Everything Looks Like a Failure When You Are in the Middle

Everything Looks Like a Failure When You Are in the Middle

I have a friend who jokes that he’s going to quit his executive position and take a job as a school bus driver.

“Why would you do that?” I asked.

“Because,” he said, “That job would be so much more straightforward. At 6:15 a.m., I get in the bus. I know exactly where all the stops are, which kids to pick up at what time. Then I drop them all at the school before the bell rings. I go from A to B to C.” He is drawing a line in the air as he speaks, poking at each of the invisible points on his bus route. “I would come home at the end of the day feeling like I actually accomplished something.”

This, as opposed to being in management during the Year of our Lord, A.D. 2009, where each new day is a mystery meal of ambiguity, uncertainty and resistance, seasoned with a healthy spray of alarming revelations. So much is outside of your control, and so little is in your favor, it seems.

Like my friend, I hardly ever feel a sense of accomplishment at work any more. There is a constant blur of new projects, deals, initiatives, teams, and growth strategies coming my way. Some are of my own doing. Others are urgent priorities that simply must be addressed if we want to keep our business competitive, relevant and profitable.

It never ends. I can’t remember the last time that I actually finished something. More often, it feels like I am somewhere lost in the middle, in the no-man’s land of a once- familiar business territory, and I can’t quite see over to the other side, where it’s all supposed to end.

To an outsider, I imagine it would look as if I was standing in the midst of a whirling, chaotic sandstorm: dust and papers flying everywhere, the wind is howling, people flying past me, bumping into things, distractions, delays, problems. When all I really wanted is to lead the team to a big victory – a chance to step up to the top pedestal at the medal ceremony, where the pretty girl carrying the flowers reaches up to congratulate me, placing the gold medal around my neck, while the old man with the big glasses and foreign accent announces my name to a wildly cheering crowd.

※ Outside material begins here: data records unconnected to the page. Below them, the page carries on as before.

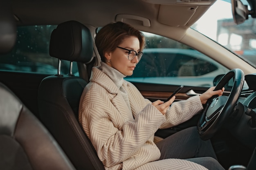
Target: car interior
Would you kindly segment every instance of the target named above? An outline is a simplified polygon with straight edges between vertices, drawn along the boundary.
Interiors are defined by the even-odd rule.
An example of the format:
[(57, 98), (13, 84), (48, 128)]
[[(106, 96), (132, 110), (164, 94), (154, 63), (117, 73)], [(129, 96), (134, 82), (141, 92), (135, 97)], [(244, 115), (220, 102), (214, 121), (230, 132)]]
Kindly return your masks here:
[[(238, 64), (238, 63), (245, 62), (240, 58), (234, 57), (235, 54), (225, 48), (221, 50), (219, 48), (215, 49), (216, 44), (207, 40), (207, 38), (194, 35), (195, 31), (188, 29), (215, 1), (202, 1), (201, 4), (195, 6), (193, 5), (192, 7), (187, 4), (179, 4), (182, 3), (183, 1), (172, 1), (173, 2), (172, 3), (178, 4), (175, 6), (169, 5), (168, 4), (170, 2), (164, 0), (161, 1), (161, 4), (154, 0), (133, 0), (128, 3), (121, 1), (112, 0), (111, 3), (104, 0), (89, 2), (82, 0), (65, 0), (63, 2), (58, 0), (43, 2), (29, 0), (27, 3), (13, 0), (0, 2), (1, 54), (9, 52), (17, 42), (17, 26), (56, 25), (56, 28), (50, 33), (49, 53), (51, 57), (56, 60), (56, 64), (58, 64), (57, 71), (50, 75), (1, 71), (0, 167), (6, 170), (105, 169), (79, 123), (78, 117), (80, 96), (83, 88), (89, 82), (92, 67), (98, 65), (100, 60), (94, 43), (97, 33), (95, 30), (97, 28), (100, 28), (109, 22), (122, 21), (131, 24), (140, 30), (153, 33), (158, 33), (156, 30), (158, 26), (161, 26), (162, 35), (189, 45), (208, 55), (214, 54), (218, 56), (215, 59), (219, 62), (225, 63), (227, 56), (231, 59), (229, 64), (232, 66), (232, 68), (229, 68), (234, 69), (231, 72), (235, 75), (238, 74), (235, 69), (239, 68), (243, 70), (245, 75), (249, 75), (246, 76), (247, 79), (246, 79), (254, 78), (251, 75), (250, 75), (251, 73), (256, 72), (253, 66)], [(135, 1), (135, 6), (132, 3)], [(252, 2), (255, 4), (255, 1)], [(91, 5), (87, 5), (88, 3)], [(90, 9), (92, 7), (97, 7), (98, 3), (100, 3), (103, 5), (99, 6), (97, 10)], [(74, 7), (77, 14), (70, 15), (70, 12), (74, 12), (67, 11), (67, 7), (77, 4), (79, 5)], [(124, 5), (127, 6), (127, 11), (132, 9), (132, 11), (135, 11), (134, 15), (126, 14), (125, 11), (122, 11), (124, 9), (118, 9), (118, 7)], [(116, 9), (114, 8), (115, 7)], [(43, 12), (46, 8), (47, 12)], [(140, 16), (140, 10), (143, 8), (147, 9), (148, 12), (146, 13), (146, 15), (144, 13), (142, 17)], [(95, 16), (95, 18), (80, 14), (80, 12), (83, 13), (82, 11), (90, 11), (90, 15)], [(99, 12), (100, 11), (101, 12)], [(41, 15), (44, 15), (43, 19), (42, 18), (38, 20)], [(61, 16), (55, 18), (53, 17), (54, 15)], [(177, 17), (170, 19), (166, 17), (166, 15), (175, 15)], [(28, 17), (28, 15), (31, 16)], [(157, 16), (157, 18), (155, 16)], [(244, 18), (242, 17), (242, 19)], [(241, 21), (240, 18), (236, 20), (237, 23), (244, 21), (244, 20)], [(85, 20), (85, 22), (82, 22)], [(175, 33), (171, 34), (172, 31)], [(198, 36), (200, 36), (200, 38), (195, 38)], [(211, 47), (207, 49), (200, 47), (200, 41), (208, 42), (207, 46)], [(69, 73), (67, 74), (61, 73), (65, 61), (69, 64)], [(79, 76), (75, 75), (73, 72), (74, 62), (77, 64)], [(192, 73), (191, 71), (187, 71), (186, 75)], [(180, 73), (182, 73), (184, 74), (184, 72)], [(218, 82), (223, 75), (216, 77), (215, 81)], [(224, 86), (230, 79), (229, 75), (228, 79), (228, 79), (224, 80), (225, 83), (218, 86)], [(251, 85), (253, 82), (249, 84)], [(149, 84), (145, 87), (143, 83), (136, 82), (134, 84), (146, 98), (152, 101), (157, 99), (166, 99), (170, 94), (169, 86), (158, 86)], [(241, 86), (240, 86), (241, 91), (243, 87)], [(174, 91), (178, 86), (172, 86), (171, 91)], [(152, 91), (151, 90), (156, 86), (161, 90), (156, 92)], [(230, 87), (226, 87), (227, 89)], [(189, 97), (182, 91), (186, 91), (191, 88), (189, 86), (184, 87), (181, 91), (181, 93), (178, 93), (177, 99), (185, 99)], [(202, 93), (207, 89), (203, 87), (193, 90), (197, 93)], [(239, 92), (243, 93), (241, 91)], [(230, 93), (225, 92), (227, 94)], [(236, 95), (240, 95), (240, 93)], [(234, 101), (231, 102), (234, 103)], [(236, 104), (230, 103), (234, 105), (234, 107), (236, 107), (236, 109), (238, 110), (237, 108), (242, 106), (239, 105), (237, 106)], [(239, 112), (240, 114), (240, 111)], [(247, 119), (255, 119), (254, 113), (248, 113), (249, 117)], [(203, 113), (202, 114), (206, 114)], [(196, 125), (201, 115), (197, 115), (189, 121), (179, 126), (159, 130), (156, 135), (163, 138), (166, 137), (182, 129)], [(234, 128), (237, 129), (239, 128)], [(212, 139), (220, 162), (227, 170), (256, 169), (256, 152), (254, 150), (256, 144), (250, 141), (247, 142), (247, 145), (251, 145), (249, 147), (245, 146), (243, 142), (236, 139), (233, 136), (234, 135), (227, 134), (227, 131), (222, 130)], [(252, 130), (252, 133), (254, 132), (254, 131)], [(254, 137), (252, 137), (252, 141), (254, 141), (256, 138)], [(208, 137), (206, 137), (208, 138)], [(227, 146), (227, 144), (219, 140), (222, 138), (227, 139), (227, 144), (230, 146)], [(236, 148), (237, 145), (240, 147), (233, 151), (237, 152), (240, 155), (239, 157), (236, 154), (231, 156), (229, 152), (227, 152), (227, 148)], [(227, 157), (229, 156), (230, 159), (227, 160)]]
[[(16, 25), (9, 3), (2, 3), (0, 53), (11, 49)], [(2, 29), (4, 28), (4, 29)], [(7, 87), (0, 83), (0, 167), (3, 169), (75, 170), (55, 139)]]

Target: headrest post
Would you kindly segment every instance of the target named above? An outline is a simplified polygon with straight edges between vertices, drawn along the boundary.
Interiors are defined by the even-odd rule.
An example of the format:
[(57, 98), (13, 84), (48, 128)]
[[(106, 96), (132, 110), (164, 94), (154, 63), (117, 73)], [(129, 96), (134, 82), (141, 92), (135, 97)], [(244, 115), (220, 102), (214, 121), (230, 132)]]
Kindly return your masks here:
[(70, 61), (70, 75), (73, 75), (73, 62)]
[(61, 75), (61, 60), (58, 59), (58, 75)]

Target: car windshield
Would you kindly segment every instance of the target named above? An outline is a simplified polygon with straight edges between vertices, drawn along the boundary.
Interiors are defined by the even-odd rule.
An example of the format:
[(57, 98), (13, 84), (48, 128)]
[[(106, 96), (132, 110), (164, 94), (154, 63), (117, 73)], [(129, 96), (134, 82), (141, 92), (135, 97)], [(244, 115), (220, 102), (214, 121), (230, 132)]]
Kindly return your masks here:
[[(250, 10), (246, 0), (241, 1)], [(256, 67), (256, 22), (249, 15), (244, 23), (236, 24), (231, 9), (230, 0), (217, 0), (191, 28)]]

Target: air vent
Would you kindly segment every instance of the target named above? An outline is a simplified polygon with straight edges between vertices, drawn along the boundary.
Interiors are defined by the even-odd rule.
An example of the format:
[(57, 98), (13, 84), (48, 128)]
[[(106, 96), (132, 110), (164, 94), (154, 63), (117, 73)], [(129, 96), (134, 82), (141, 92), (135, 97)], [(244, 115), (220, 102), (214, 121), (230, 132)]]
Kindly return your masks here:
[(239, 96), (240, 99), (245, 99), (247, 97), (251, 95), (252, 93), (255, 91), (254, 90), (248, 90), (242, 91)]

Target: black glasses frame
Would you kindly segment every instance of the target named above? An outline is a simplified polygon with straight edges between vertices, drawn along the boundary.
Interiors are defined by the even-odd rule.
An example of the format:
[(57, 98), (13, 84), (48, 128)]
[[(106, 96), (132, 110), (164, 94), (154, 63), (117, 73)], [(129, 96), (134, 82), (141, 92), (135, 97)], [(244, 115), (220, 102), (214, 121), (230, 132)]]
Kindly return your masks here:
[[(137, 53), (137, 52), (135, 51), (135, 50), (129, 50), (128, 49), (125, 49), (124, 48), (121, 47), (120, 46), (117, 46), (117, 48), (119, 48), (119, 49), (123, 49), (123, 50), (126, 50), (126, 51), (128, 51), (128, 60), (133, 60), (133, 59), (134, 58), (135, 58), (135, 57), (137, 56), (138, 57), (138, 60), (139, 60), (139, 60), (140, 60), (142, 56), (142, 55), (143, 54), (143, 52), (139, 52), (139, 53)], [(132, 58), (131, 59), (130, 59), (129, 58), (129, 55), (130, 55), (130, 54), (132, 53), (131, 53), (132, 51), (134, 51), (136, 54), (135, 55), (134, 55), (133, 57), (132, 57)]]

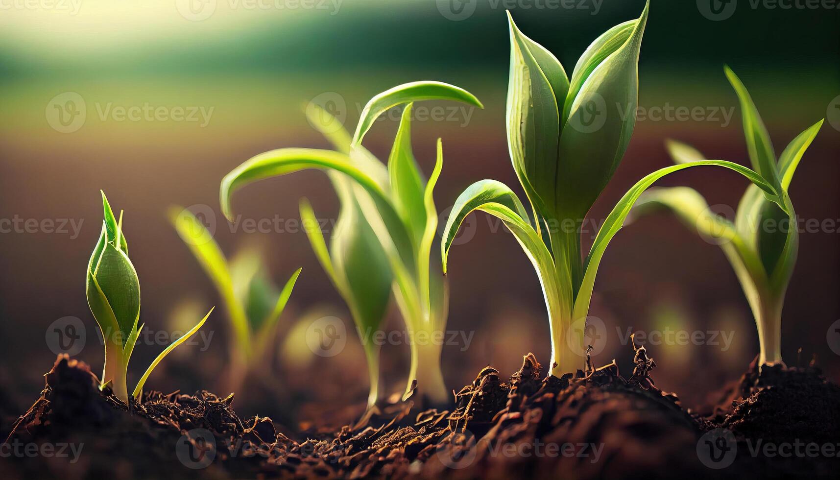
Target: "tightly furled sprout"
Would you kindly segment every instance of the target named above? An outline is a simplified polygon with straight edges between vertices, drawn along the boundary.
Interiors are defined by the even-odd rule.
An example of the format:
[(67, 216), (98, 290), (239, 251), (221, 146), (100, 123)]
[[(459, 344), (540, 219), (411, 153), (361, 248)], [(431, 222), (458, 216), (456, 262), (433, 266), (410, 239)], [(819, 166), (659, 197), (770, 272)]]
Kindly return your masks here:
[(236, 391), (244, 374), (260, 365), (276, 336), (277, 323), (301, 274), (298, 268), (278, 293), (261, 270), (259, 252), (245, 250), (230, 262), (213, 235), (192, 212), (172, 207), (170, 222), (218, 292), (233, 335), (229, 387)]
[[(220, 187), (222, 209), (230, 219), (230, 197), (233, 193), (258, 180), (315, 168), (334, 172), (334, 175), (331, 173), (333, 178), (347, 181), (344, 185), (335, 182), (333, 184), (337, 185), (339, 195), (347, 194), (348, 198), (352, 196), (354, 200), (354, 203), (349, 205), (346, 199), (343, 200), (343, 214), (356, 216), (347, 219), (342, 225), (349, 232), (336, 232), (339, 240), (333, 235), (332, 257), (328, 254), (323, 239), (318, 239), (320, 234), (312, 229), (315, 225), (307, 203), (302, 204), (302, 214), (304, 220), (308, 218), (306, 223), (310, 226), (307, 230), (318, 259), (328, 272), (333, 269), (330, 276), (339, 291), (344, 290), (342, 294), (351, 309), (360, 309), (354, 304), (360, 303), (362, 296), (371, 296), (372, 314), (370, 317), (358, 311), (353, 312), (357, 327), (361, 330), (363, 344), (370, 343), (370, 339), (365, 338), (365, 330), (373, 325), (378, 326), (381, 321), (379, 311), (383, 299), (382, 292), (365, 292), (367, 287), (365, 285), (360, 285), (360, 293), (351, 291), (354, 288), (345, 287), (349, 286), (344, 285), (343, 277), (358, 277), (359, 274), (354, 272), (362, 271), (342, 272), (340, 269), (370, 269), (374, 266), (364, 265), (365, 261), (370, 259), (361, 256), (362, 250), (353, 248), (352, 244), (340, 245), (343, 235), (365, 235), (353, 240), (354, 242), (367, 242), (375, 238), (390, 267), (390, 275), (392, 276), (391, 290), (410, 338), (425, 336), (433, 339), (439, 336), (436, 332), (442, 332), (446, 328), (448, 289), (439, 275), (431, 275), (430, 266), (432, 243), (438, 224), (433, 191), (443, 165), (442, 146), (438, 139), (434, 170), (428, 181), (424, 181), (412, 153), (410, 138), (412, 103), (418, 100), (454, 100), (481, 107), (480, 102), (469, 92), (446, 83), (415, 82), (401, 85), (376, 95), (367, 103), (352, 139), (349, 138), (349, 135), (338, 132), (336, 127), (340, 125), (334, 119), (330, 120), (329, 128), (324, 129), (324, 131), (328, 129), (333, 132), (330, 140), (339, 151), (291, 148), (268, 151), (251, 158), (225, 176)], [(386, 168), (361, 145), (361, 141), (381, 113), (402, 104), (407, 105)], [(318, 113), (326, 113), (320, 110)], [(345, 193), (340, 193), (345, 187), (349, 187), (344, 190)], [(360, 213), (361, 215), (358, 214)], [(368, 226), (372, 234), (364, 232)], [(374, 248), (374, 255), (381, 255), (378, 253), (379, 247)], [(376, 258), (376, 262), (382, 262), (381, 256), (373, 258)], [(336, 269), (335, 265), (341, 262), (343, 265)], [(382, 266), (377, 266), (376, 268)], [(379, 275), (386, 274), (379, 272)], [(376, 284), (381, 287), (379, 282), (383, 279), (384, 277), (378, 277)], [(440, 342), (413, 340), (409, 346), (411, 371), (405, 397), (412, 393), (416, 385), (431, 401), (445, 402), (449, 395), (440, 371)], [(365, 345), (368, 351), (372, 348), (372, 345)], [(370, 354), (369, 361), (375, 361)]]
[[(793, 174), (802, 156), (822, 126), (820, 120), (795, 138), (776, 159), (767, 129), (743, 84), (735, 73), (726, 74), (738, 94), (743, 129), (753, 168), (787, 196)], [(669, 140), (675, 163), (706, 158), (694, 148)], [(699, 192), (687, 187), (651, 189), (636, 208), (643, 212), (662, 206), (672, 210), (697, 231), (717, 240), (732, 266), (753, 310), (759, 330), (759, 365), (781, 363), (781, 314), (798, 251), (799, 233), (792, 206), (788, 212), (769, 201), (751, 185), (738, 206), (734, 222), (717, 215)], [(769, 223), (773, 228), (767, 228)], [(786, 227), (785, 227), (786, 224)], [(778, 225), (779, 228), (776, 228)]]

The thing is, it’s so easy and fun to get a new initiative started, when there is a rallying cry of excitement, a compelling vision has been cast and unlimited potential looms large ahead. But soon enough the hard work begins, and within a couple of weeks the enthusiastic chatter begins to die down as you enter the great unknown. Days and weeks can go by without seeing anything that looks even remotely like success or accomplishment. Worse, things can very likely take an ugly turn in the other direction. The team starts complaining. People are disagreeing. Performance is stagnating. The original assumptions are not proving out to be true. Your leadership is in question. The energy has left the room.

Welcome to the middle.

                                  *       *       *       *       *

I caught an article in the Wall Street Journal a few weeks ago talking about the huge computer network company, Cisco Systems. The CEO, John Chambers, has created a maze of dozens of internal Operating Committees, Councils, and Boards of Directors made up of senior managers, with the hope that these teams will generate multiple new business initiatives. But to many outsiders Cisco Systems’ entire management structure is starting to look like a jumbled mess.

The theory goes that all of these ad-hoc, cross-functional teams will allow the company to creatively focus on evaluating many more new opportunities than would be possible in a typical command-and-control hierarchy. And, yes, just like in my own company, these team assignments require you to contribute above and beyond your regular job responsibilities. Some senior managers say they are spending up to 30% of their time on these new teams.

Critics argue that Mr. Chambers has created chaos, an unfocused hodgepodge of overwhelmed managers who now have a complicated system they must navigate when responding to immediate challenges. But Chambers counters that this discomfort is the new normal. He says these new teams will change how managers view potential problems and opportunities. He wants everyone to rethink what it means to come to work.

Right now, the jury is still out if this is the right move. But what caught my attention in this article was an observation made by the famous Harvard Business School professor Rosabeth Moss Kanter. “Cisco is in the middle of something that isn’t yet completed,” she said. “Everything can look like a failure in the middle.”

Well. That explains a lot.

Professor Kanter’s comment reminds me of a quote from another famous professor from several hundred years ago – one that was actually recorded in the bible, in Phillipians 1:6. The Apostle Paul was trying to encourage his friends who were in the middle of a mess with a start-up venture called The Church. “I am confident of this, that he who began a good work in you will carry it on to completion until the day of Christ,” he told them. In other words, Paul says our whole existence is really just a work in progress. We are always in the middle. Life requires some faith to see it through to the end. And the only way out is through.

So it is with our little situations at work. Sometimes when we are in the middle, and it seems as if things are not going so well, the only thing left to hang on to is faith – faith that God is with you and the project will pan out, that you are on the right path, or that it will eventually be revealed. Faith that somehow, some way, there will be an end result, even if it is not what you expected in the beginning.

What feels like a failure may not be so bad after all. Take heart. It’s just that you’re in the middle – of your project, your work, your life. You’re not done yet.  Soon enough, you will be complete.